Арбатов несколько минут смотрел на нее с восторженным удивлением.
- О милая! верить ли!..
- Мне нечего жалеть, мне этой жизни не нужно… Все равно, я не перенесу ее без тебя, и ты для меня - все!
- Маша!..
- Ты говоришь, Налетов приехал? - сказала она, уклоняясь от его объятий, - он знает про нашу любовь?
- Да, знает.
- Ну что, как он на это смотрит?
- Что нам за дело до чужих взглядов!
- Нет, что он говорит?
- Да как всегда: с иронией, с недоверчивостью.

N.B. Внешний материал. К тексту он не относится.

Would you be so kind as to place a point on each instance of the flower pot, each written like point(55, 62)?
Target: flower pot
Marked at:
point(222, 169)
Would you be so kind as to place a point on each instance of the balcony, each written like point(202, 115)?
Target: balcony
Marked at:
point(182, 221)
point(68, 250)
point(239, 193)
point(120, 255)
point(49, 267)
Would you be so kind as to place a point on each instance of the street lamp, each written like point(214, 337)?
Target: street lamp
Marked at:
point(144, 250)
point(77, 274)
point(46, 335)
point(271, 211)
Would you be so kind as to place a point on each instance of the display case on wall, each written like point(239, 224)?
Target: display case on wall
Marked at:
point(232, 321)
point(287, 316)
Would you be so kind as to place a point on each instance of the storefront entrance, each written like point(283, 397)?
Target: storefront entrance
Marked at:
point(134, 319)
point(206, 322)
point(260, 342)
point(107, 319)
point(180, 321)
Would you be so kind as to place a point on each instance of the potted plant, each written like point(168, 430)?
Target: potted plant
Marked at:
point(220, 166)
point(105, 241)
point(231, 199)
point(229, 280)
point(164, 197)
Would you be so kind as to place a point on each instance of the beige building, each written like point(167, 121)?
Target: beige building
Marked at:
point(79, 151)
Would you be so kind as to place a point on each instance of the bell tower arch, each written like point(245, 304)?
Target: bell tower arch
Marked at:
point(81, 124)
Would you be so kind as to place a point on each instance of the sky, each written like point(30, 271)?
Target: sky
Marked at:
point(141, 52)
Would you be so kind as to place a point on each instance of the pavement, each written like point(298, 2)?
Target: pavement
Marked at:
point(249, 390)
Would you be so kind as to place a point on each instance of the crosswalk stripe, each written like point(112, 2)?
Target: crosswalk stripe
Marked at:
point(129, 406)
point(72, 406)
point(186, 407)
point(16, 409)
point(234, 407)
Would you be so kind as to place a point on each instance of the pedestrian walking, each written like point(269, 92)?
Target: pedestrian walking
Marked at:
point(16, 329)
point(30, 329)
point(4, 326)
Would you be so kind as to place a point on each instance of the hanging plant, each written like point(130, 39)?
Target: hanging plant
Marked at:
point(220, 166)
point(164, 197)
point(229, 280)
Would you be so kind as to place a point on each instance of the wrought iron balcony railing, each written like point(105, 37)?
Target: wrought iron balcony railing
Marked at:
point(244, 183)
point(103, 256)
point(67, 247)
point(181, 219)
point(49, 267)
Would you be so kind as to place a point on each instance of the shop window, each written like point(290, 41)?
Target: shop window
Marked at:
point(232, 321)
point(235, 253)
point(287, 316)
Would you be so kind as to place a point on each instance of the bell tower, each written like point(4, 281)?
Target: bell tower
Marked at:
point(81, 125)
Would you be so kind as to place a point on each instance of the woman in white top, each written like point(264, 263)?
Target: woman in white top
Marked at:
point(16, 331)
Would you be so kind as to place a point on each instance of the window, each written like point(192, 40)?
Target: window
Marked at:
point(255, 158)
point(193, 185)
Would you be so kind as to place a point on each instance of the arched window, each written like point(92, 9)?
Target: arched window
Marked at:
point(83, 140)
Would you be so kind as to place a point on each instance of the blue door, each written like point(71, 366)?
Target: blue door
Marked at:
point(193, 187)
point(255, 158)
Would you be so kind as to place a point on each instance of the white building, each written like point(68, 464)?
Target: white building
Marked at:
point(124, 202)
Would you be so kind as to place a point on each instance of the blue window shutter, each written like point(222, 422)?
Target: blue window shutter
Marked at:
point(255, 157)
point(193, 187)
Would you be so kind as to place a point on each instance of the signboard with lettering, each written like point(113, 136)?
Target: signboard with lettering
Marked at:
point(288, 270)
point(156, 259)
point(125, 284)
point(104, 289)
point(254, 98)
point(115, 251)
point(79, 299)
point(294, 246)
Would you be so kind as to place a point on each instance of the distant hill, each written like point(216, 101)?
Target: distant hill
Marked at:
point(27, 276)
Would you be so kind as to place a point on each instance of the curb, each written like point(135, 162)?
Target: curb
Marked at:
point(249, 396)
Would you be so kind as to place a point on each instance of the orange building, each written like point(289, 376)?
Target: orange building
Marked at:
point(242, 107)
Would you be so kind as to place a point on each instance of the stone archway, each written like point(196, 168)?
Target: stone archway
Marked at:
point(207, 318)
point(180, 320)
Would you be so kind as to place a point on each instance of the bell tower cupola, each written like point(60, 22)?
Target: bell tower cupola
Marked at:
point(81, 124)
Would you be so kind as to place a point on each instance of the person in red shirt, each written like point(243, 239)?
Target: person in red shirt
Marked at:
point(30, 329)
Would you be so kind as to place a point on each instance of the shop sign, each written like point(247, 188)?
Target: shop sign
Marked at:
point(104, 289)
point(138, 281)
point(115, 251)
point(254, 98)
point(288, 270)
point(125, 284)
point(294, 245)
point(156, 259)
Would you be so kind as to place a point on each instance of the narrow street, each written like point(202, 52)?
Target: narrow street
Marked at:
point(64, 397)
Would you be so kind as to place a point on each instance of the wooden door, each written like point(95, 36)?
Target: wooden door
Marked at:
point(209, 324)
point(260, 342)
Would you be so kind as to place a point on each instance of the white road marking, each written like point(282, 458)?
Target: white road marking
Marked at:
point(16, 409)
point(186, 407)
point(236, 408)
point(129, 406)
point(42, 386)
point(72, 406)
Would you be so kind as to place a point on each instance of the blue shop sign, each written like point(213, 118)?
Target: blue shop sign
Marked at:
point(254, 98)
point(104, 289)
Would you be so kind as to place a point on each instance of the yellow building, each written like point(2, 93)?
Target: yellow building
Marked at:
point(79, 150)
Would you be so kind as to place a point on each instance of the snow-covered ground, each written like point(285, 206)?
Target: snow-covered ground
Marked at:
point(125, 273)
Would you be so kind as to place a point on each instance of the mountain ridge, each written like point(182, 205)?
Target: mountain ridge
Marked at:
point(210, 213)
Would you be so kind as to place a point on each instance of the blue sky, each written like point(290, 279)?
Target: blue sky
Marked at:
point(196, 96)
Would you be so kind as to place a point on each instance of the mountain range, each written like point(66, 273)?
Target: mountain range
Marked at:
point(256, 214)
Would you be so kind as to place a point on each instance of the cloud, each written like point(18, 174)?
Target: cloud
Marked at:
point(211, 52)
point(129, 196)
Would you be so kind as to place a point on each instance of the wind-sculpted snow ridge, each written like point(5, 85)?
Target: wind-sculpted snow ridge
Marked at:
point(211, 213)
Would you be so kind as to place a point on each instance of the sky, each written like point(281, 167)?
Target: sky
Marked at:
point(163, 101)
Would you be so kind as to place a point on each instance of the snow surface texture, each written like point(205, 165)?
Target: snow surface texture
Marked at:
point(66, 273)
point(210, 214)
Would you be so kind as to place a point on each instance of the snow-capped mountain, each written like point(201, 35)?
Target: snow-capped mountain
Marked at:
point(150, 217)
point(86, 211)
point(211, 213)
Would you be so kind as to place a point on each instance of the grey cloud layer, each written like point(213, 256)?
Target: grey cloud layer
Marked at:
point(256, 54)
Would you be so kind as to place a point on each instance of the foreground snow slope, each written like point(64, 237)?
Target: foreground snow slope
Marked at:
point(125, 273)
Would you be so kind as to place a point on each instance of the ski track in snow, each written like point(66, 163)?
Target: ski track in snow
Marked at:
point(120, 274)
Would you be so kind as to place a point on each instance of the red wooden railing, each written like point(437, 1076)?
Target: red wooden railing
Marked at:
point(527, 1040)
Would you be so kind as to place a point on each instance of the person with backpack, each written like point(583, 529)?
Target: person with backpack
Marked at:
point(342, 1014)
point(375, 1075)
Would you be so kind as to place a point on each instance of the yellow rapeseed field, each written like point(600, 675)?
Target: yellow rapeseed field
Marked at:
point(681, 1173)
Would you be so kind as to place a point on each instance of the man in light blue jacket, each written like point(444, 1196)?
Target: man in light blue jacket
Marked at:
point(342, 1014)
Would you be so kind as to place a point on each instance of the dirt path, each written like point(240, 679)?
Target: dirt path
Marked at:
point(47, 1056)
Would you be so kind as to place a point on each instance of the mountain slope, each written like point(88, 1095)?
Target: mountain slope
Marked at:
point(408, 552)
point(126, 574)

- Почему же с недоверчивостью?
- Ведь ты его знаешь… это, говорит, хорошо - потревожить, пощекотать душу недурно… Чудак!
- Он, видно, никогда не любил?
- Кто его знает! Маша задумалась.
- Ну, так когда же ты едешь? - спросила она.
- О, теперь, когда хочешь, хоть сейчас…
- Завтра, в ночь. Остановись у полянки - ты знаешь? - и жди меня, я приду… А Налетову до тех пор ничего не говори; пусть он ничего не знает и не ожидает. Прощай пока, до свидания! Дальше не ходи; место открытое, увидят. Ты веришь теперь?.. - прибавила она с грустной и кроткой улыбкой и побежала вниз по тропинке с пригорка, которым заканчивался лес.
- Помилуй! - говорил Налетов Арбатову, выезжая с ним в крытом, покойном, щегольском тарантасе со двора его старой запущенной усадьбы Голубкова, - кто в теперешнее время ночью пускается в путь! По здешним дорогам не мудрено шею сломить.
- Как-нибудь доедем… - отвечал Арбатов как-то уж слишком беспечно и весело. - Какая скверная погода!
- Еще скверней для тех, кто идет пешком, - сказал Налетов. - Что тут такое, батюшки! - вскричал он спустя несколько минут при сильном толчке тарантаса, по которому хлестнуло ветками старых сосен, - тут трущоба какая-то! нет, уж, пожалуй, лучше бы пешком идти…
Арбатов захохотал.
- Трус же ты порядочный! - сказал он.
- Будешь трус! я не привык ездить закупоренный, да и потемок терпеть не могу! У всякого своя слабость…
- Вот только бы этот лесишко поганый проехать, - вмешался кучер, - а там дорога гладкая; фонари зажжем.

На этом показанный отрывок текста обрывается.